Figure 3. Mortalité de Pissodes validirostris dans des cônes exposés ou non à la punaise, Leptoglossus occidentalis.

Observations en peuplement naturel : La relation entre le pourcentage d’infestation de l’arbre par le charançon (i.e. le nombre de cône infesté par arbre) et le nombre de punaises observés sur ces mêmes arbres n’est pas corrélée (r² = -0.12 ; P > 0.05 ; Fig 4). Ce résultat semble donc indiqué que, pour des infestations faibles ou modérées, la présence du charançon n’est pas un frein pour Leptoglossus. Cependant, aucun arbre avec un taux d’infestation totale (ou très élevée) du charançon n’a été considéré ici. Il serait donc intéressant de reconduire ce suivi avec un nombre d’arbres plus important par catégorie d’infestation (i.e. faible, modérée, élevée, totale). En revanche, une relation entre le nombre de cônes produits par arbre et le nombre de Leptoglossus a été observée (r² = 0.62 ; P < 0.05 ; Fig 4). Leptoglossus semble donc privilégier les arbres les plus producteurs en cônes, contrairement au charançon qui ré-infeste souvent la plante sur laquelle il a effectué son développement (Annila 1975).

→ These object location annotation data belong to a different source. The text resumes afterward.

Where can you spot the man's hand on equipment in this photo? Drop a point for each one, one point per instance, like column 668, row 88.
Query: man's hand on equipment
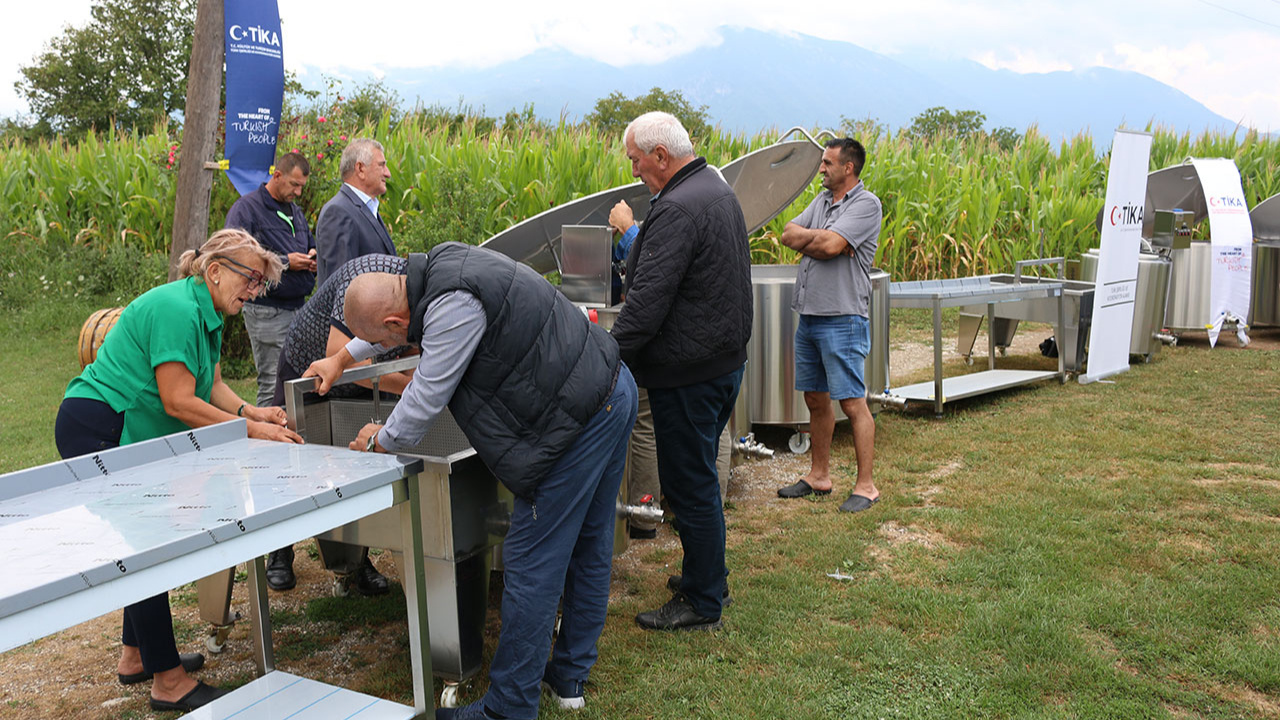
column 328, row 369
column 366, row 440
column 274, row 415
column 621, row 217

Figure 4. Relation entre la densité de Leptoglossus occidentalis et le niveau d’infestation du charançon, Pissodes validirostris, et la production de cônes de Pinus sylvestris.

Conclusion

Cette étude apporte les premiers éléments de discussion sur les nouvelles interactions interspécifiques créées depuis l’arrivée de L. occidentalis en Europe. Au vu des résultats, nous ne pouvons pas clairement statuer sur les relations entre la punaise invasive, L. occidentalis et le charançon natif, P. validirostris. En conditions contrôlées, les deux espèces semblent avoir un impact négatif l’une sur l’autre. Toutefois, en conditions naturelles, les deux espèces semblent cohabiter à la fois dans le même peuplement mais aussi sur le même arbre. Cette observation indique donc que les dégâts dus à Leptoglossus s’ajoutent à ceux du charançon. L’action combinée de ces deux ravageurs pourrait donc être un sérieux problème pour la régénération naturelle de certains peuplements. L’étude radiographique des graines extraites de chaque cône permettra de déterminer l’impact spécifique du charançon et de la punaise sur la production de graines. Pour cette dernière, des suivis précédents ont montré un impact pouvant être important dans ce peuplement (Lesieur et al. 2014).
Au-delà des relations charançon-punaise, les résultats apportent de nouvelles informations sur l’impact écologique des invasions biologiques (i.e. nouvelles interactions interspécifiques, impact potentiel sur la régénération) ce domaine ayant parfois été négligé aux dépens de la quantification de l’impact économique (Essl 2011 ; Kenis et al. 2009 ; Kenis & Branco 2010).

Je tiens à remercier Lucie Bertheau et Alexis Bernard pour leur aide technique ainsi que l’Unité de Recherche de Zoologie Forestière pour son soutien matériel. Je remercie bien évidement la Société Française d’Ecologie sans qui cette étude n’aurait pu se dérouler dans d’aussi bonnes conditions.